Question (The Self-Nudge):

What kind of heap is extremely efficient at finding and removing the largest element?
How would you simulate this type of heap using Python’s heapq, which is a min-heap by default? (Hint: what happens if you store negative distances in the heap?)

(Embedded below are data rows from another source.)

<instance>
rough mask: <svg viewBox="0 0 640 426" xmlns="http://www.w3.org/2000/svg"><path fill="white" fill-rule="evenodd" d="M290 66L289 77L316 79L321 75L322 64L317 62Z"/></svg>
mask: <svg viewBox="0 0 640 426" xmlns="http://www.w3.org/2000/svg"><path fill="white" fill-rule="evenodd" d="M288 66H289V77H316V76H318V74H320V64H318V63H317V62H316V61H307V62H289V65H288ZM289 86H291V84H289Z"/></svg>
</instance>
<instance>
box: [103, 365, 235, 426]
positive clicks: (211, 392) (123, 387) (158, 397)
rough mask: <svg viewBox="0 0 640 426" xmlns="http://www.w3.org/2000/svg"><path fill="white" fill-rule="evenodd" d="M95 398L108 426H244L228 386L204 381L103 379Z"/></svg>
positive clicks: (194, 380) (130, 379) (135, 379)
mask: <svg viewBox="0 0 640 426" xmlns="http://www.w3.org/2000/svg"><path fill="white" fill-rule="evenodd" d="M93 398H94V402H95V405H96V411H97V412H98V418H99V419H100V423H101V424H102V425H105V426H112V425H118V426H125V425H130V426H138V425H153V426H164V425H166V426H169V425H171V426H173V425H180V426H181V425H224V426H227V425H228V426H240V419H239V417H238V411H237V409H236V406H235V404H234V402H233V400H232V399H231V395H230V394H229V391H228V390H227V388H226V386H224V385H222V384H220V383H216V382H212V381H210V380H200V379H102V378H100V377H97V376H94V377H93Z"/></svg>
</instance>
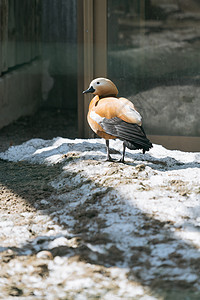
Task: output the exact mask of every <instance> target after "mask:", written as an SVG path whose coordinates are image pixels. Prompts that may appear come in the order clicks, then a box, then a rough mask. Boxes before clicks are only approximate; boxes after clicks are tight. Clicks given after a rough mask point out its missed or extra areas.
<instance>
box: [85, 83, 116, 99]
mask: <svg viewBox="0 0 200 300" xmlns="http://www.w3.org/2000/svg"><path fill="white" fill-rule="evenodd" d="M86 93H92V94H94V95H98V96H99V97H100V98H102V97H108V96H113V97H116V96H117V94H118V89H117V87H116V85H115V84H114V83H113V82H112V81H111V80H109V79H107V78H96V79H94V80H92V81H91V83H90V86H89V88H88V89H87V90H85V91H83V94H86Z"/></svg>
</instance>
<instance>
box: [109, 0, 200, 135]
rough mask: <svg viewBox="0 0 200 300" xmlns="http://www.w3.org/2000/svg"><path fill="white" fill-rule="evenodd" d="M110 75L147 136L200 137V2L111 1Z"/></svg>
mask: <svg viewBox="0 0 200 300" xmlns="http://www.w3.org/2000/svg"><path fill="white" fill-rule="evenodd" d="M108 77H109V78H110V79H112V80H113V81H114V82H115V83H116V85H117V86H118V88H119V91H120V94H119V96H125V97H127V98H129V99H130V100H131V101H133V103H134V104H135V106H136V107H137V108H138V110H139V111H140V112H141V114H142V116H143V120H144V127H145V129H146V131H147V132H148V134H159V135H162V134H163V135H185V136H200V126H199V125H200V124H199V123H200V122H199V119H200V118H199V115H200V85H199V82H200V2H199V1H196V0H191V1H187V0H181V1H179V0H176V1H172V0H166V1H165V0H146V1H145V0H142V1H136V0H135V1H134V0H126V1H123V0H108Z"/></svg>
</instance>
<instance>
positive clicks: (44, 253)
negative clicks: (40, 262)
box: [36, 250, 53, 259]
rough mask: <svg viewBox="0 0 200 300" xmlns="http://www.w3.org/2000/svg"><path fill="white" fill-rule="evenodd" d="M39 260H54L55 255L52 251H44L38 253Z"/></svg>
mask: <svg viewBox="0 0 200 300" xmlns="http://www.w3.org/2000/svg"><path fill="white" fill-rule="evenodd" d="M36 256H37V258H46V259H53V255H52V254H51V252H50V251H47V250H43V251H40V252H38V253H37V255H36Z"/></svg>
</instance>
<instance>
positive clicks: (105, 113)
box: [89, 97, 142, 125]
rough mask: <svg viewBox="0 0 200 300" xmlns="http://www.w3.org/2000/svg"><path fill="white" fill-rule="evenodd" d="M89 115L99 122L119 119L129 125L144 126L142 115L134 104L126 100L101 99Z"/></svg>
mask: <svg viewBox="0 0 200 300" xmlns="http://www.w3.org/2000/svg"><path fill="white" fill-rule="evenodd" d="M89 113H90V114H91V116H92V118H95V119H96V120H97V122H98V120H100V119H101V118H106V119H112V118H115V117H117V118H119V119H121V120H123V121H125V122H127V123H133V124H138V125H142V117H141V115H140V114H139V112H138V111H137V110H136V109H135V107H134V105H133V103H132V102H130V101H129V100H128V99H126V98H115V97H107V98H103V99H100V100H99V101H96V102H95V105H93V107H92V108H91V110H90V112H89ZM94 113H95V114H94ZM98 116H99V117H98ZM96 120H95V121H96ZM98 123H99V122H98Z"/></svg>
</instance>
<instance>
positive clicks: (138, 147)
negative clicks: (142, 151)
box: [100, 117, 152, 151]
mask: <svg viewBox="0 0 200 300" xmlns="http://www.w3.org/2000/svg"><path fill="white" fill-rule="evenodd" d="M100 125H101V127H102V128H103V130H104V131H105V132H106V133H107V134H110V135H113V136H116V137H117V138H119V139H121V140H123V141H125V145H126V146H127V147H128V148H130V149H144V150H145V151H148V150H149V149H150V148H151V147H152V144H151V142H150V141H149V140H148V138H147V136H146V134H145V132H144V129H143V127H142V126H139V125H138V124H134V123H127V122H125V121H123V120H121V119H119V118H118V117H115V118H112V119H106V118H104V119H103V120H101V122H100Z"/></svg>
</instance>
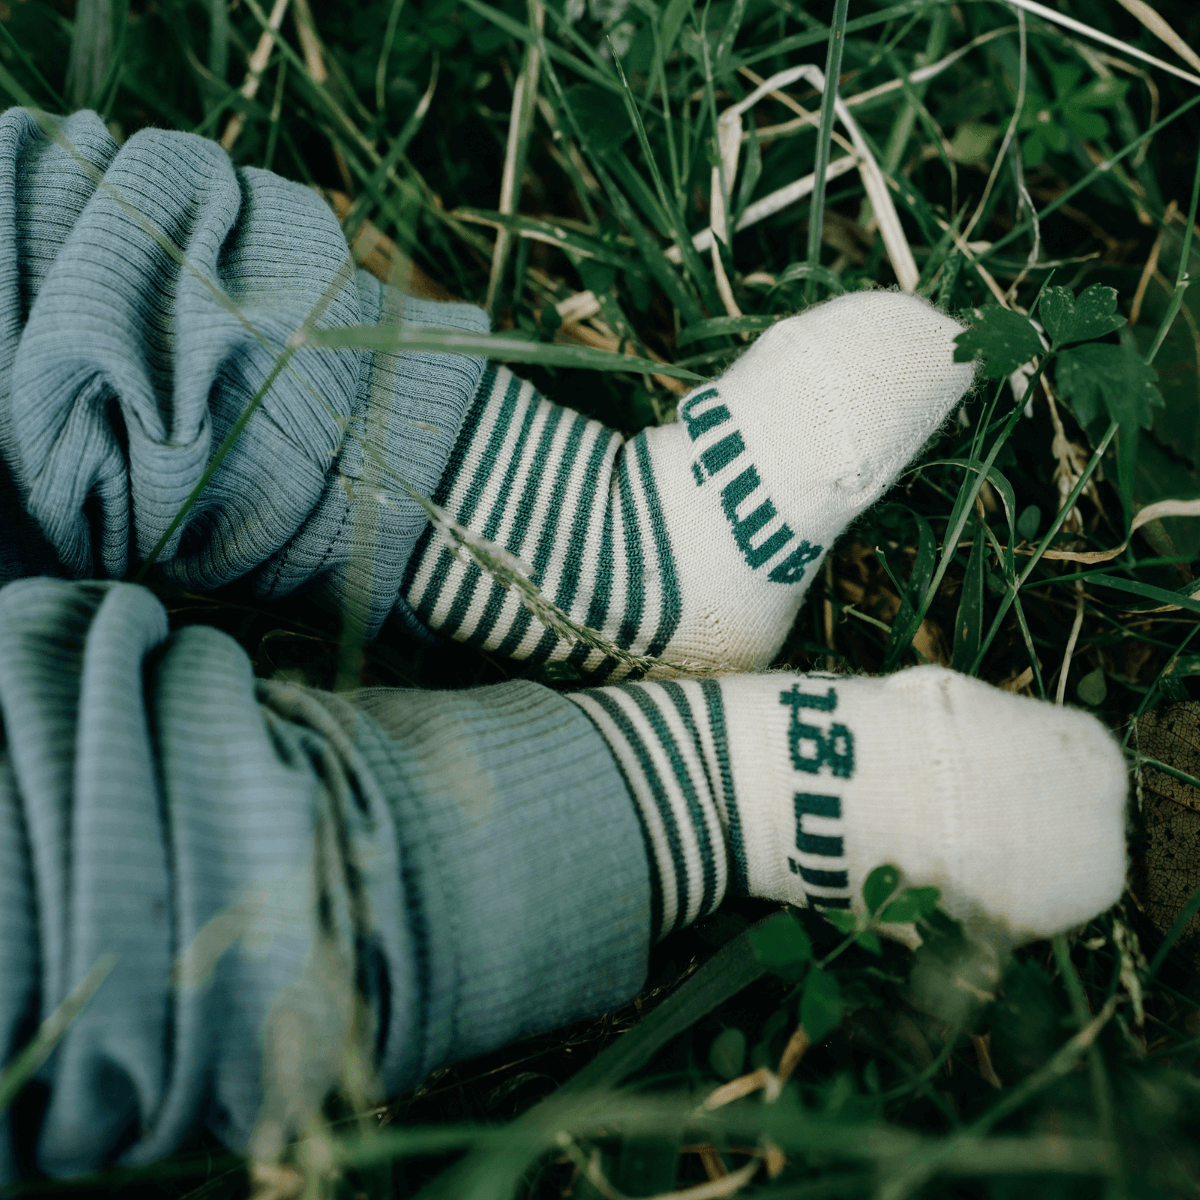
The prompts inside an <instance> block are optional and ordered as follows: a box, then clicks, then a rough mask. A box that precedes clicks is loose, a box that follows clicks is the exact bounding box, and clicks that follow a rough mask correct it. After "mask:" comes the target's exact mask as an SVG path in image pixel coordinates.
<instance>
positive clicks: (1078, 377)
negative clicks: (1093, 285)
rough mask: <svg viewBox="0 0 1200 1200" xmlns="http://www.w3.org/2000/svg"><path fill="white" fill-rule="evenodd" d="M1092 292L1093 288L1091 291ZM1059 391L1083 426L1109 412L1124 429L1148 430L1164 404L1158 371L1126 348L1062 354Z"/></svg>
mask: <svg viewBox="0 0 1200 1200" xmlns="http://www.w3.org/2000/svg"><path fill="white" fill-rule="evenodd" d="M1088 290H1091V289H1088ZM1056 378H1057V380H1058V390H1060V391H1061V392H1062V394H1063V395H1064V396H1067V397H1068V398H1069V400H1070V406H1072V409H1073V410H1074V413H1075V416H1076V419H1078V420H1079V421H1080V424H1082V425H1085V426H1086V425H1091V424H1092V421H1094V420H1096V419H1097V418H1098V416H1100V415H1102V413H1104V412H1106V413H1108V415H1109V419H1110V420H1114V421H1116V422H1117V425H1120V426H1121V427H1122V428H1126V430H1135V428H1138V427H1141V428H1144V430H1148V428H1150V425H1151V422H1152V420H1153V413H1152V412H1151V409H1152V408H1160V407H1162V406H1163V404H1164V400H1163V394H1162V392H1160V391H1159V390H1158V386H1157V384H1158V372H1157V371H1154V368H1153V367H1151V366H1148V365H1147V364H1146V362H1145V361H1144V360H1142V359H1141V358H1140V356H1139V355H1138V354H1136V353H1135V352H1134V350H1132V349H1129V348H1128V347H1126V346H1103V344H1102V346H1094V344H1093V346H1076V347H1074V348H1073V349H1069V350H1063V352H1062V354H1060V355H1058V365H1057V374H1056Z"/></svg>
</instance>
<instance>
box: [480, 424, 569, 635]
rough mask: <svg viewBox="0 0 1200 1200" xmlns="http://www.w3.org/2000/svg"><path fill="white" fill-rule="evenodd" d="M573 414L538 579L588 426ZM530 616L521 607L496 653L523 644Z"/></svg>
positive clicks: (534, 561)
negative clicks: (511, 625) (567, 481)
mask: <svg viewBox="0 0 1200 1200" xmlns="http://www.w3.org/2000/svg"><path fill="white" fill-rule="evenodd" d="M571 415H572V416H574V418H575V420H574V421H572V422H571V430H570V432H569V433H568V434H566V444H565V445H564V446H563V457H562V458H560V460H559V462H558V470H557V472H556V474H554V486H553V490H552V491H551V494H550V503H548V504H547V505H546V523H545V524H544V526H542V528H541V534H540V535H539V538H538V547H536V550H535V551H534V556H533V571H534V578H535V580H539V581H540V580H541V578H542V576H544V575H545V571H546V566H547V565H548V563H550V556H551V554H552V553H553V550H554V542H556V541H557V539H558V522H559V518H560V517H562V508H563V493H564V492H565V491H566V480H568V479H569V478H570V474H571V468H572V467H574V466H575V458H576V455H578V452H580V443H581V442H582V440H583V433H584V431H586V430H587V427H588V422H587V419H586V418H583V416H580V415H578V414H575V413H572V414H571ZM530 620H533V614H532V613H530V612H529V610H528V608H522V610H521V612H518V613H517V616H516V618H515V620H514V622H512V626H511V628H510V629H509V631H508V634H505V635H504V641H503V642H500V644H499V646H498V647H497V649H496V653H497V654H509V655H511V654H512V652H514V650H515V649H516V648H517V647H518V646H520V644H521V638H523V637H524V635H526V630H527V629H528V628H529V623H530ZM547 632H548V631H547Z"/></svg>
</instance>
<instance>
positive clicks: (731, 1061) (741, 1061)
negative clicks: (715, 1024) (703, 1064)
mask: <svg viewBox="0 0 1200 1200" xmlns="http://www.w3.org/2000/svg"><path fill="white" fill-rule="evenodd" d="M745 1061H746V1036H745V1034H744V1033H743V1032H742V1031H740V1030H739V1028H736V1027H734V1028H728V1030H721V1032H720V1033H718V1034H716V1037H715V1038H713V1044H712V1045H710V1046H709V1048H708V1066H709V1067H712V1068H713V1074H714V1075H715V1076H716V1078H718V1079H736V1078H737V1076H738V1075H740V1074H742V1067H743V1064H744V1063H745Z"/></svg>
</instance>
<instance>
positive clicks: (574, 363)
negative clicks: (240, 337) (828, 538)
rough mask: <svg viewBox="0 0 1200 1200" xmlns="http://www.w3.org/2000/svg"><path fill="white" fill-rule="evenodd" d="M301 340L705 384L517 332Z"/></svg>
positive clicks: (419, 332)
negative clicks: (660, 376) (453, 354)
mask: <svg viewBox="0 0 1200 1200" xmlns="http://www.w3.org/2000/svg"><path fill="white" fill-rule="evenodd" d="M300 344H304V346H325V347H330V348H356V349H366V350H383V352H385V353H392V354H395V353H402V352H404V350H424V352H433V353H436V354H481V355H484V356H485V358H488V359H493V360H494V361H497V362H536V364H539V365H541V366H551V367H577V368H581V370H584V371H629V372H631V373H635V374H664V376H670V377H671V378H672V379H686V380H688V382H689V383H703V382H704V377H703V376H698V374H696V373H695V372H694V371H685V370H684V368H683V367H677V366H671V365H668V364H666V362H656V361H655V360H654V359H641V358H635V356H634V355H632V354H617V353H616V352H614V350H599V349H595V348H594V347H590V346H569V344H563V343H557V342H532V341H526V340H523V338H521V337H518V336H516V335H515V334H511V332H510V334H458V332H450V331H446V330H440V329H403V328H397V326H396V325H341V326H338V328H337V329H313V330H311V331H310V332H307V334H306V335H305V336H304V338H302V341H301V342H300Z"/></svg>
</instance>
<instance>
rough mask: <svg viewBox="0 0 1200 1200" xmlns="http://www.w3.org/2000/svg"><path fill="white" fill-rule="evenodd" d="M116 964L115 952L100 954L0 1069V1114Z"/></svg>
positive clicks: (38, 1065)
mask: <svg viewBox="0 0 1200 1200" xmlns="http://www.w3.org/2000/svg"><path fill="white" fill-rule="evenodd" d="M114 966H116V955H115V954H102V955H101V956H100V958H98V959H97V960H96V965H95V966H94V967H92V968H91V970H90V971H89V972H88V973H86V974H85V976H84V977H83V979H80V980H79V983H78V984H77V985H76V986H74V988H73V989H72V990H71V992H70V995H68V996H67V997H66V1000H64V1001H62V1003H61V1004H59V1007H58V1008H55V1009H54V1012H53V1013H50V1015H49V1016H47V1018H46V1020H44V1021H42V1024H41V1025H40V1026H38V1028H37V1033H36V1034H34V1039H32V1042H30V1043H29V1045H26V1046H25V1049H24V1050H22V1051H20V1052H19V1054H18V1055H17V1057H16V1058H13V1061H12V1062H11V1063H8V1066H7V1067H5V1069H4V1070H2V1072H0V1115H2V1114H4V1112H5V1111H6V1110H7V1109H8V1105H10V1104H12V1102H13V1099H14V1098H16V1097H17V1093H18V1092H19V1091H20V1090H22V1088H23V1087H24V1086H25V1084H26V1082H29V1080H30V1079H31V1078H32V1075H34V1073H35V1072H36V1070H37V1068H38V1067H41V1066H42V1063H43V1062H46V1060H47V1058H49V1056H50V1055H52V1054H53V1052H54V1048H55V1046H56V1045H58V1044H59V1042H61V1040H62V1036H64V1034H65V1033H66V1032H67V1030H68V1028H70V1027H71V1025H72V1022H73V1021H74V1019H76V1018H77V1016H78V1015H79V1014H80V1013H82V1012H83V1010H84V1008H86V1007H88V1002H89V1001H90V1000H91V997H92V996H95V995H96V991H97V989H98V988H100V985H101V984H102V983H103V982H104V980H106V979H107V978H108V974H109V972H110V971H112V970H113V967H114Z"/></svg>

(Prompt): Answer these two questions. This is the key to flipping your algorithm to the correct, optimal pattern for a “Top K Smallest” problem.

we need to use a max heap

but in python we only have min heap by default , but if we flip the sign of the distance then it behaves like a max heap

import heapq
import math

points = [[3,3],[5,-1],[-2,4]]
k = 2

def euclidian_distance_helper(point):
	origin = [0,0]
	distance_squared = (origin[0]-point[0])**2 + (origin[1]-point[1])**2
	distance_square_root = math.sqrt(distance_squared)
	return distance_square_root

def k_nearest_point(points, K):
	max_heap = []
	results = []
	for point in points:
		distance = euclidian_distance_helper(point)
		if len(max_heap) < K:
			heapq.heappush(max_heap, (-distance,point))
		else:
			current_nearest_point_packet = max_heap[0]
			if - distance > current_nearest_point_packet[0]:
				heapq.heappushpop(max_heap, (-distance, point))
		
	while max_heap:
		current_nearest_point_packet = heapq.heappop(max_heap)
		results.append(current_nearest_point_packet[1])
	
	return results

print(k_nearest_point(points,k))

Final Polish (Optional Optimizations):

Tie-breaker: Just like in the mergeKLists problem, if two points had the exact same distance, Python might try to compare the point lists, which can be slow or unpredictable. The robust solution is to add a unique ID, but for LeetCode, this is often not necessary.
Square Roots: The sqrt calculation is relatively slow. Do you actually need it? Comparing d1 and d2 is the same as comparing d1d1 and d2d2 (as long as distances are non-negative). You can optimize the code by working with the squared distances directly and avoiding the math.sqrt call entirely. This is a common and valuable optimization to mention in an interview.

But as it stands, your code is a complete and correct O(N log K) solution, which is the optimal time complexity for this problem. You have successfully identified and implemented the “Top K” pattern using a max-heap. Fantastic work.